Folha de S. Paulo
Presidente depende de plataforma dupla, com
socorro econômico e discurso político
Quem ouviu o último discurso de Jair
Bolsonaro no Palácio do Planalto não teve nem sinal de que o governo havia
acabado de lançar um
torpedo de R$ 150 bilhões para ajudar sua reeleição. Em 30 minutos, o
presidente atacou governadores, repetiu suspeitas sobre as urnas eletrônicas e
disse estar diante de uma disputa do "bem contra o mal".
Não partiu de Bolsonaro nenhuma palavra sobre um pacote considerado crucial pelos políticos que tocam a campanha do presidente.
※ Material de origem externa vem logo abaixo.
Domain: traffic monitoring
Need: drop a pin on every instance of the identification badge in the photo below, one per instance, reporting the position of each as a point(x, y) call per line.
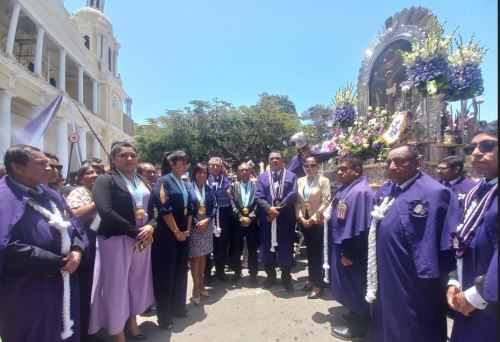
point(341, 211)
point(202, 210)
point(139, 213)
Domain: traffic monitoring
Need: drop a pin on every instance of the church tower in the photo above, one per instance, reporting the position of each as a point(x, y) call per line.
point(97, 4)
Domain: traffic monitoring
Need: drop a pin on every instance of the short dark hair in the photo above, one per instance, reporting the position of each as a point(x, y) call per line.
point(116, 147)
point(19, 154)
point(352, 161)
point(411, 148)
point(177, 155)
point(491, 128)
point(140, 167)
point(453, 162)
point(51, 156)
point(197, 168)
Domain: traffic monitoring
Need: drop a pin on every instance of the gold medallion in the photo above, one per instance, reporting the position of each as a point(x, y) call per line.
point(139, 213)
point(202, 210)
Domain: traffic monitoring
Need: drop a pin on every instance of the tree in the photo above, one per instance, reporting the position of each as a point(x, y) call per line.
point(217, 128)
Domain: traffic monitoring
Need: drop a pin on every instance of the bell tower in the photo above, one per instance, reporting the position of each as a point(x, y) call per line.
point(97, 4)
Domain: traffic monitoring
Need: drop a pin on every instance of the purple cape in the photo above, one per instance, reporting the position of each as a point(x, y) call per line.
point(481, 258)
point(413, 259)
point(31, 304)
point(285, 221)
point(348, 284)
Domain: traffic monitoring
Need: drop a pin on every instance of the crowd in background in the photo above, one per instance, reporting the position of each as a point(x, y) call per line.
point(119, 239)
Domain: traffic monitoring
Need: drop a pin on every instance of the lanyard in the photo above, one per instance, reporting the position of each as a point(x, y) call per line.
point(182, 188)
point(308, 188)
point(136, 190)
point(200, 195)
point(246, 189)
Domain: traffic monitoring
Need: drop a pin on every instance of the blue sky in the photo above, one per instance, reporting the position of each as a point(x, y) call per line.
point(177, 51)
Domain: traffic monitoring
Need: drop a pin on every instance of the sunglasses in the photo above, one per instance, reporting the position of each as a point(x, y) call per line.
point(484, 146)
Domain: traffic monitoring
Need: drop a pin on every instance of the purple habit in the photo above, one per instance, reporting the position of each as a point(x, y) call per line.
point(31, 294)
point(461, 188)
point(295, 165)
point(285, 221)
point(481, 258)
point(414, 259)
point(348, 284)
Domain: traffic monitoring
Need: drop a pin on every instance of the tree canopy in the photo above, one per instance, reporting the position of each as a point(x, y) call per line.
point(217, 128)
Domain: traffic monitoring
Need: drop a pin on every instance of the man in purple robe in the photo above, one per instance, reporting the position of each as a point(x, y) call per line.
point(450, 174)
point(473, 288)
point(223, 220)
point(31, 257)
point(276, 193)
point(349, 222)
point(296, 165)
point(407, 278)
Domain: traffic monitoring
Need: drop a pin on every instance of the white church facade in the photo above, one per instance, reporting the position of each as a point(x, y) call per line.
point(44, 52)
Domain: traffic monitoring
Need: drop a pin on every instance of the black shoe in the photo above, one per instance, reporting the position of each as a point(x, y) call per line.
point(288, 286)
point(236, 278)
point(344, 333)
point(269, 282)
point(253, 281)
point(181, 314)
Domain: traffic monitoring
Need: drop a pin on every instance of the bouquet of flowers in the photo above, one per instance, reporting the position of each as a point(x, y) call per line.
point(466, 80)
point(427, 64)
point(344, 104)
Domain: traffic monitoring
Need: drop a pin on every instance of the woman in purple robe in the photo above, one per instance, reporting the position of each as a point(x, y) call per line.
point(473, 292)
point(122, 274)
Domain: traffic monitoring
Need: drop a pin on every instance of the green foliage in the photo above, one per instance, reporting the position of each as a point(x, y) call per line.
point(217, 128)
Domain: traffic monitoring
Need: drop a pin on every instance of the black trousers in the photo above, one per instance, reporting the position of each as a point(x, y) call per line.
point(169, 259)
point(251, 234)
point(313, 237)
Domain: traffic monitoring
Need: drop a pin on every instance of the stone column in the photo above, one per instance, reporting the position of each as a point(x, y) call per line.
point(95, 106)
point(96, 148)
point(39, 50)
point(80, 84)
point(62, 144)
point(34, 112)
point(5, 121)
point(62, 69)
point(9, 46)
point(82, 132)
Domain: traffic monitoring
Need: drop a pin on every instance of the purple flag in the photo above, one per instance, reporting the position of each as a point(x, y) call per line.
point(34, 130)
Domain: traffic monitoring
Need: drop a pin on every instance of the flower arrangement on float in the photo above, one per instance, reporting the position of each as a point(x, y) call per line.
point(344, 106)
point(466, 80)
point(427, 64)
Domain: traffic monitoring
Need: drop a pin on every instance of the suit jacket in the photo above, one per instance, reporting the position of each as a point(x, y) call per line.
point(237, 202)
point(319, 198)
point(114, 205)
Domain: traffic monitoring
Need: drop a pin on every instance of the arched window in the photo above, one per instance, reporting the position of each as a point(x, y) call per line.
point(109, 59)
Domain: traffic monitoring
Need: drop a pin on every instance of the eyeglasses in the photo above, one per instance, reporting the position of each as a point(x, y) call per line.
point(484, 146)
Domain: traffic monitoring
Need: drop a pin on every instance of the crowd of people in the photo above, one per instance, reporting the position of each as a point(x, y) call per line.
point(118, 240)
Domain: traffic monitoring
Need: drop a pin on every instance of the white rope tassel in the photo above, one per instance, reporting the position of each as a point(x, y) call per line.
point(217, 229)
point(326, 263)
point(378, 215)
point(274, 235)
point(56, 220)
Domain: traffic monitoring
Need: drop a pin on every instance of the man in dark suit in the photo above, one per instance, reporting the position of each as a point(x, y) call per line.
point(244, 207)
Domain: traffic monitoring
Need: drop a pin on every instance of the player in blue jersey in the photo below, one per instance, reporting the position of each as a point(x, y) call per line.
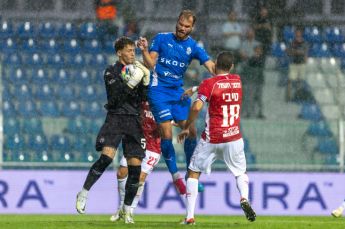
point(169, 57)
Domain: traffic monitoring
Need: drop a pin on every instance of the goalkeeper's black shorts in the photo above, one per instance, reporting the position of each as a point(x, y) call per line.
point(126, 128)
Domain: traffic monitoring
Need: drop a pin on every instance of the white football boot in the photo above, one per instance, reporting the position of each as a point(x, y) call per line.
point(119, 214)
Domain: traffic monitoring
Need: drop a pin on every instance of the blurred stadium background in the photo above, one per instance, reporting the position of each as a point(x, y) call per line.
point(53, 53)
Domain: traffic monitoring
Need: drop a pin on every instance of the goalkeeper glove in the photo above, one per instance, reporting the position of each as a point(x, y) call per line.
point(146, 77)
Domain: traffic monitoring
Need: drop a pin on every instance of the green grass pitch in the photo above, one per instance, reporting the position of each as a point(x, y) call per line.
point(167, 221)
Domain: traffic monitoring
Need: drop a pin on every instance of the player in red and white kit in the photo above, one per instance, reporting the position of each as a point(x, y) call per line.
point(222, 138)
point(153, 153)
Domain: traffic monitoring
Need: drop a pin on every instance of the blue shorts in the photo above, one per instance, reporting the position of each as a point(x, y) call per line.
point(166, 104)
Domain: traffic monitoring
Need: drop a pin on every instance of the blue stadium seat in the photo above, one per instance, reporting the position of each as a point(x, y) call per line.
point(11, 126)
point(9, 46)
point(26, 30)
point(319, 50)
point(334, 35)
point(34, 59)
point(324, 51)
point(92, 46)
point(278, 49)
point(29, 46)
point(12, 60)
point(68, 31)
point(310, 112)
point(72, 46)
point(14, 142)
point(6, 30)
point(77, 126)
point(288, 34)
point(312, 35)
point(32, 126)
point(109, 47)
point(61, 77)
point(65, 92)
point(55, 60)
point(6, 93)
point(37, 142)
point(71, 109)
point(44, 92)
point(319, 129)
point(88, 93)
point(27, 109)
point(47, 30)
point(98, 60)
point(77, 61)
point(338, 50)
point(19, 77)
point(88, 31)
point(82, 78)
point(40, 76)
point(93, 110)
point(8, 108)
point(22, 92)
point(327, 146)
point(50, 46)
point(49, 109)
point(60, 143)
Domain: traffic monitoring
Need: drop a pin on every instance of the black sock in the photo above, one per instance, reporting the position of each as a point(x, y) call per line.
point(96, 171)
point(132, 183)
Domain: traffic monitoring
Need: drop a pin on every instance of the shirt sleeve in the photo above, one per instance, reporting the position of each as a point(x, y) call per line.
point(155, 43)
point(203, 92)
point(201, 54)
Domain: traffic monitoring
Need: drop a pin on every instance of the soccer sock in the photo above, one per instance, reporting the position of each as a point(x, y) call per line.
point(96, 171)
point(242, 182)
point(132, 183)
point(168, 153)
point(121, 184)
point(137, 196)
point(192, 193)
point(189, 146)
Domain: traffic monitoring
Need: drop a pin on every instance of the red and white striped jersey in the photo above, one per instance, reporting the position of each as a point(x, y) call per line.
point(150, 129)
point(223, 93)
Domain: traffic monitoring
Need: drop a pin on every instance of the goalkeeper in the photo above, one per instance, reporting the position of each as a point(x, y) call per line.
point(125, 89)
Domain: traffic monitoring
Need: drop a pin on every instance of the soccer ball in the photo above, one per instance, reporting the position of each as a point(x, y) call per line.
point(131, 71)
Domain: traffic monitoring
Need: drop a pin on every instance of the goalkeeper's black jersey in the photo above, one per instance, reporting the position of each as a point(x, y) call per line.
point(121, 98)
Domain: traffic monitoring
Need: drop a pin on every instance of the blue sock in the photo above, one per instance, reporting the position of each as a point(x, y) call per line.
point(168, 153)
point(189, 146)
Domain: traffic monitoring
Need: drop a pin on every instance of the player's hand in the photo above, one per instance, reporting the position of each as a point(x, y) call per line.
point(142, 43)
point(182, 136)
point(187, 93)
point(146, 77)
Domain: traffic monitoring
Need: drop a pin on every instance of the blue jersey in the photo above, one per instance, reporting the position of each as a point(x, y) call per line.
point(174, 57)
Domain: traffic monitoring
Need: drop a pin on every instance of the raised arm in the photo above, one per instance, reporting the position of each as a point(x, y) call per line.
point(210, 66)
point(149, 58)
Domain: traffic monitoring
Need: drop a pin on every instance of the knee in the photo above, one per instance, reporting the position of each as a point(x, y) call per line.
point(192, 131)
point(122, 172)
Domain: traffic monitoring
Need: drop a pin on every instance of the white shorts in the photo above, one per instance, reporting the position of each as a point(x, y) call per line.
point(296, 72)
point(232, 153)
point(150, 160)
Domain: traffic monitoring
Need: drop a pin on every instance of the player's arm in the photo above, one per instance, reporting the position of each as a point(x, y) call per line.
point(149, 58)
point(210, 66)
point(193, 115)
point(189, 92)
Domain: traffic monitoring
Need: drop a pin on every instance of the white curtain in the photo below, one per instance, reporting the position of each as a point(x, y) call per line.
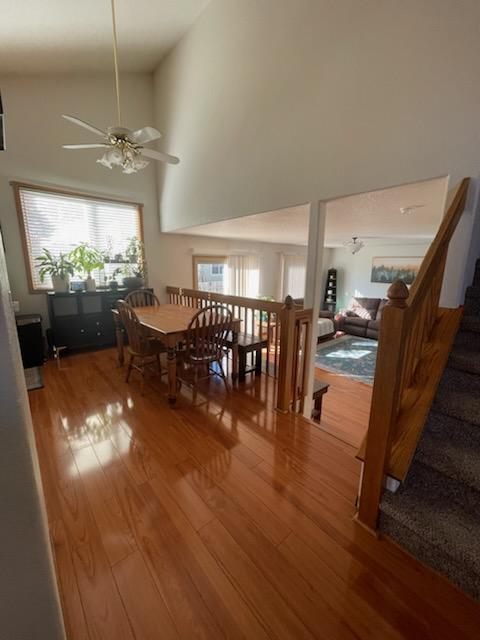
point(243, 275)
point(293, 276)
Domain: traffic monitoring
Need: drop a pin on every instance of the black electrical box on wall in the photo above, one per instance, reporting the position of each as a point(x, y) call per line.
point(29, 329)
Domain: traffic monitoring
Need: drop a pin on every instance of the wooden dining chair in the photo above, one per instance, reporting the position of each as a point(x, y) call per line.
point(205, 344)
point(142, 298)
point(142, 350)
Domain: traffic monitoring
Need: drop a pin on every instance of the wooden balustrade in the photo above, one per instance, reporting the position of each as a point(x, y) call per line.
point(414, 344)
point(295, 340)
point(258, 317)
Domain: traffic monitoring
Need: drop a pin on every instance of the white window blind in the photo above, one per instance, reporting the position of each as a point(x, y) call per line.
point(243, 275)
point(60, 222)
point(294, 273)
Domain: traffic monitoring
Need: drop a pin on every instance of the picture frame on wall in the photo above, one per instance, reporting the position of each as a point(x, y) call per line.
point(388, 269)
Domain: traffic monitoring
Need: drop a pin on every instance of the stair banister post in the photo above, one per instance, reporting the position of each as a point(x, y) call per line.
point(287, 349)
point(383, 412)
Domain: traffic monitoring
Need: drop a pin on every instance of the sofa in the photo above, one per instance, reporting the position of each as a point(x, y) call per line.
point(361, 317)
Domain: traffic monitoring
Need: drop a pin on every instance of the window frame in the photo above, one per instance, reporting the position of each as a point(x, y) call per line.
point(197, 259)
point(16, 185)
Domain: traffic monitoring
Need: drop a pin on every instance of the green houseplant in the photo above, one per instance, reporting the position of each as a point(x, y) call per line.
point(134, 273)
point(58, 268)
point(85, 259)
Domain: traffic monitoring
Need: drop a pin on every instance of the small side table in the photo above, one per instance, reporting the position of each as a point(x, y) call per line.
point(320, 388)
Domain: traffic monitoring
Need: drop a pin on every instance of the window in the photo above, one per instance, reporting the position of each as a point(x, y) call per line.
point(59, 221)
point(243, 275)
point(209, 273)
point(294, 273)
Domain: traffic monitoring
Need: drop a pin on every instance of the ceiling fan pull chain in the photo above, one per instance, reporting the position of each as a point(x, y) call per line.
point(115, 59)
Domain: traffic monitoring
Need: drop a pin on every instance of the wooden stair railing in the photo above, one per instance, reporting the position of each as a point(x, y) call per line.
point(295, 340)
point(258, 317)
point(414, 343)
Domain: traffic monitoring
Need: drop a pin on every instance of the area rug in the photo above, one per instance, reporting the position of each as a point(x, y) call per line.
point(349, 356)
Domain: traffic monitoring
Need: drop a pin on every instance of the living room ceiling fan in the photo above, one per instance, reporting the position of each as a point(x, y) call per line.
point(125, 147)
point(354, 245)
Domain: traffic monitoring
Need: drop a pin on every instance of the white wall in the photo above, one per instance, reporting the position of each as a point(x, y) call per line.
point(35, 132)
point(178, 249)
point(29, 604)
point(354, 270)
point(273, 103)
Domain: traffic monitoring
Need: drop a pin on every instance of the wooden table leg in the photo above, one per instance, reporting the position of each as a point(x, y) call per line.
point(172, 373)
point(119, 339)
point(235, 357)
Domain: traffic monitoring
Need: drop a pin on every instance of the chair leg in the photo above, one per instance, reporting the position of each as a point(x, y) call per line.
point(195, 385)
point(129, 369)
point(224, 377)
point(258, 362)
point(242, 365)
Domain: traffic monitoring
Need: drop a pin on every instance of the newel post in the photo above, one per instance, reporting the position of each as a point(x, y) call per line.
point(287, 353)
point(385, 401)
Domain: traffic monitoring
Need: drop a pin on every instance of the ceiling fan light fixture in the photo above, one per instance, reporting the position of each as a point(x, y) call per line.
point(125, 148)
point(354, 245)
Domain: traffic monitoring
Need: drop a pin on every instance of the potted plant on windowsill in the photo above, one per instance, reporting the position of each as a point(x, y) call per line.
point(86, 259)
point(135, 272)
point(58, 268)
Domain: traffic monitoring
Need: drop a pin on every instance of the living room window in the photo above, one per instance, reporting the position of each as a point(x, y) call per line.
point(209, 273)
point(60, 220)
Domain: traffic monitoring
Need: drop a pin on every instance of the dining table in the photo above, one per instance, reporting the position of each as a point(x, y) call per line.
point(169, 323)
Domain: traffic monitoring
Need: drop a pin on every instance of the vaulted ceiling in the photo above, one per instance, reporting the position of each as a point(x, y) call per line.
point(63, 35)
point(375, 217)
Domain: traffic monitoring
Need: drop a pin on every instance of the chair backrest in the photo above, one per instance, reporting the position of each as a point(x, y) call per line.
point(136, 340)
point(207, 333)
point(142, 298)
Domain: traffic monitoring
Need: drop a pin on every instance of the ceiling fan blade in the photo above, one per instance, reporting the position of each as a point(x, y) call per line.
point(147, 134)
point(85, 125)
point(159, 155)
point(98, 145)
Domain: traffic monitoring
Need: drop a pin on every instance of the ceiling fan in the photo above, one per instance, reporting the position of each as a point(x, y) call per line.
point(124, 147)
point(354, 245)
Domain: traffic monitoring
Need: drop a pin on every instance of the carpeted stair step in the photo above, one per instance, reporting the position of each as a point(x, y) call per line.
point(472, 301)
point(458, 396)
point(470, 323)
point(465, 358)
point(451, 447)
point(467, 338)
point(436, 519)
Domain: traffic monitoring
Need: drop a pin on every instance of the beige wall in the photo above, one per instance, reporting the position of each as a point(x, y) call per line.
point(35, 132)
point(354, 271)
point(29, 605)
point(273, 103)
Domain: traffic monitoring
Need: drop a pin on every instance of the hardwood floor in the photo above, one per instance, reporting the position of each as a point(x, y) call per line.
point(346, 407)
point(222, 520)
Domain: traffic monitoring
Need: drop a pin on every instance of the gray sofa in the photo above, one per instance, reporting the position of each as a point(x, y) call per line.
point(361, 317)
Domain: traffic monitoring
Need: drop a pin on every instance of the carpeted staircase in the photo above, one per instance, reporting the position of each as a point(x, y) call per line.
point(435, 515)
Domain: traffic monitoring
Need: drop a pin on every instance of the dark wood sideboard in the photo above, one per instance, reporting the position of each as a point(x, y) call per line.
point(81, 320)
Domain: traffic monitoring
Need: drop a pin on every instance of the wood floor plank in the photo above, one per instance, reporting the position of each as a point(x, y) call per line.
point(152, 533)
point(145, 608)
point(235, 517)
point(73, 614)
point(117, 539)
point(234, 617)
point(275, 614)
point(310, 608)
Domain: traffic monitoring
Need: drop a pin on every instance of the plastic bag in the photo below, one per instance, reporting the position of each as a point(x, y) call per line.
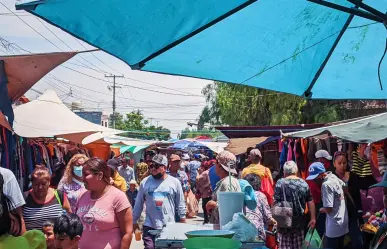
point(244, 230)
point(193, 205)
point(312, 240)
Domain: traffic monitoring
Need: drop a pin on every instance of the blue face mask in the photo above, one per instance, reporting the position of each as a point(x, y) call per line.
point(78, 171)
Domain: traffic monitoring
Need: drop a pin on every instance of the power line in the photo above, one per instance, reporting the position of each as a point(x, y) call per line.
point(150, 102)
point(101, 70)
point(114, 96)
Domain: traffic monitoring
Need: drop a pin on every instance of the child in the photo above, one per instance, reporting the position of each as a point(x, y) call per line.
point(48, 230)
point(68, 230)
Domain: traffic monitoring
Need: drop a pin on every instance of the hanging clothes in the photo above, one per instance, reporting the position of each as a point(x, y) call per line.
point(361, 172)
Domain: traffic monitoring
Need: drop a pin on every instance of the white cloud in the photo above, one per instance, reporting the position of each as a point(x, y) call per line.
point(175, 118)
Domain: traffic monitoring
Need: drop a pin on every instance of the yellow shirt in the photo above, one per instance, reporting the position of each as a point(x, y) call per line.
point(32, 239)
point(119, 182)
point(258, 170)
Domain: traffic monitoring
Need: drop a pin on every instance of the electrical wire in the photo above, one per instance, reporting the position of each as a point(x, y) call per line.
point(381, 60)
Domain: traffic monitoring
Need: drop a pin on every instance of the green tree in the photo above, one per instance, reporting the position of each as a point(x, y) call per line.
point(192, 133)
point(137, 126)
point(232, 104)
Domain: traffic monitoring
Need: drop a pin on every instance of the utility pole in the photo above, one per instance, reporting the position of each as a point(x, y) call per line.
point(114, 95)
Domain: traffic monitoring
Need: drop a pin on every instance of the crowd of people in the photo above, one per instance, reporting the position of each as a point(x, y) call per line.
point(100, 204)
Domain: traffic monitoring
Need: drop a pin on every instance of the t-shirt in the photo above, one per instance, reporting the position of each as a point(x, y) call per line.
point(73, 190)
point(29, 240)
point(193, 167)
point(223, 186)
point(333, 197)
point(127, 173)
point(12, 188)
point(99, 218)
point(162, 198)
point(258, 170)
point(296, 191)
point(183, 178)
point(214, 178)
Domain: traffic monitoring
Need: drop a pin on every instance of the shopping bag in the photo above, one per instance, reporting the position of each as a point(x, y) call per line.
point(193, 205)
point(312, 240)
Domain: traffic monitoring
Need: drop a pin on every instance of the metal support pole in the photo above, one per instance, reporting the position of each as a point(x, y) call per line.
point(114, 96)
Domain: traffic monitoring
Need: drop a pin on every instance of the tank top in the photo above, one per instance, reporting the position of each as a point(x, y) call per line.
point(36, 214)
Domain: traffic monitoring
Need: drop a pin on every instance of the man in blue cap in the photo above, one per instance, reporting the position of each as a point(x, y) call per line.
point(333, 205)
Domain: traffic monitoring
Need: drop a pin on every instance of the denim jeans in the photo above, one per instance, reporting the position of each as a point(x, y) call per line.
point(334, 243)
point(149, 239)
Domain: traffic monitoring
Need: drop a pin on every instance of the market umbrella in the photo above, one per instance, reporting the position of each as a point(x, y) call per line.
point(297, 47)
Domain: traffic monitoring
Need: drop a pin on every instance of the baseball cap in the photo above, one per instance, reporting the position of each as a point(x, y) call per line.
point(160, 159)
point(382, 183)
point(228, 161)
point(255, 153)
point(315, 169)
point(174, 157)
point(133, 182)
point(323, 154)
point(113, 164)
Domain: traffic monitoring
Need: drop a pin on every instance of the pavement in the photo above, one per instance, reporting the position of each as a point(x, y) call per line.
point(197, 220)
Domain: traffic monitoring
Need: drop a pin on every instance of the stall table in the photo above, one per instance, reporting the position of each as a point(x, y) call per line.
point(173, 235)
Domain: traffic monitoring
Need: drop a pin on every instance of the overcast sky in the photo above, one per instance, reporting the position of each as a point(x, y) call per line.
point(171, 111)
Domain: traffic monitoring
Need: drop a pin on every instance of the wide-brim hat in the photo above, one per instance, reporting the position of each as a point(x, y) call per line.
point(382, 183)
point(228, 161)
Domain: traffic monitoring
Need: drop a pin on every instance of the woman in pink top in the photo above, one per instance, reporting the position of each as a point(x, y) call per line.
point(105, 211)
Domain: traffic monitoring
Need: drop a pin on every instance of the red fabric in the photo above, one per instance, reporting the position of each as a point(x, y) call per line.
point(6, 147)
point(315, 190)
point(267, 189)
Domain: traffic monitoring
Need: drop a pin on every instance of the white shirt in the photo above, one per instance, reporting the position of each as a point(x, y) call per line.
point(11, 188)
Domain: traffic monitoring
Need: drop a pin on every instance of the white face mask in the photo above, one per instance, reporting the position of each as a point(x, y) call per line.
point(77, 170)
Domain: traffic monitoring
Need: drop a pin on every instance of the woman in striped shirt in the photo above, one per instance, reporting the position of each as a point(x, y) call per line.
point(43, 203)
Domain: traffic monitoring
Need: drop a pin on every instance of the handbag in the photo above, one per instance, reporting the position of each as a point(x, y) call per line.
point(283, 212)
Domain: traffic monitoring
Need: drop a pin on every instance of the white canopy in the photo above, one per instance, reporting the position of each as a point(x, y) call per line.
point(47, 116)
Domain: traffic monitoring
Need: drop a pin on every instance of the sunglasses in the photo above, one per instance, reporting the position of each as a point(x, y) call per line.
point(155, 166)
point(339, 153)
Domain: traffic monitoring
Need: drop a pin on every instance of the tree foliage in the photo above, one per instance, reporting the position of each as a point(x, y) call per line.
point(193, 133)
point(237, 105)
point(137, 126)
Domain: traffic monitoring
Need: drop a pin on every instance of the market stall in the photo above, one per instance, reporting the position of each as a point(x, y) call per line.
point(47, 116)
point(173, 235)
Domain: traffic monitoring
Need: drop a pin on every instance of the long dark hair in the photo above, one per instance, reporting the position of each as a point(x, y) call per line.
point(7, 224)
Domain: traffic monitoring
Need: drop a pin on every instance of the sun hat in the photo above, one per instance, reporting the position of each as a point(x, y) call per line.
point(323, 154)
point(174, 158)
point(113, 164)
point(228, 161)
point(382, 183)
point(315, 169)
point(160, 159)
point(255, 153)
O governo liberou até R$ 1.000 do FGTS para 40 milhões de pessoas e antecipou o 13º de 30 milhões de aposentados e pensionistas. Além disso, ampliou a margem de empréstimos consignados, que miram até as famílias de baixa renda do Auxílio Brasil.
Bolsonaro deveria ser a pessoa mais
interessada em bater bumbo para medidas que podem amortecer o mau humor da população
com as incertezas da economia, mas preferiu manter os holofotes sobre velhas
batalhas e as mesmas questões políticas que explorou em 2018. O movimento
mostra que sua campanha depende de uma plataforma dupla para se manter de pé.
Mesmo que o dinheiro liberado provoque
algum alívio, nenhuma ação de curto prazo será suficiente para produzir um
bem-estar generalizado na população. Bolsonaro já deve ter percebido, a esta
altura, que não tem munição suficiente para transformar a eleição num
julgamento sobre o estado da economia.
O presidente mantém vivo seu programa moral
e ideológico porque esse é o único modo de evitar que a campanha se transporte
integralmente para uma arena em que ele come poeira. Pesquisas recentes
mostraram que, entre eleitores que apontam a economia como razão principal para
o voto na próxima disputa, Lula lidera com folga.
As medidas econômicas do governo são
incapazes de zerar esse jogo, mas podem ajudar Bolsonaro a transitar num
território menos avesso a seu discurso político. O presidente sabe que o medo
do comunismo não enche a barriga de ninguém.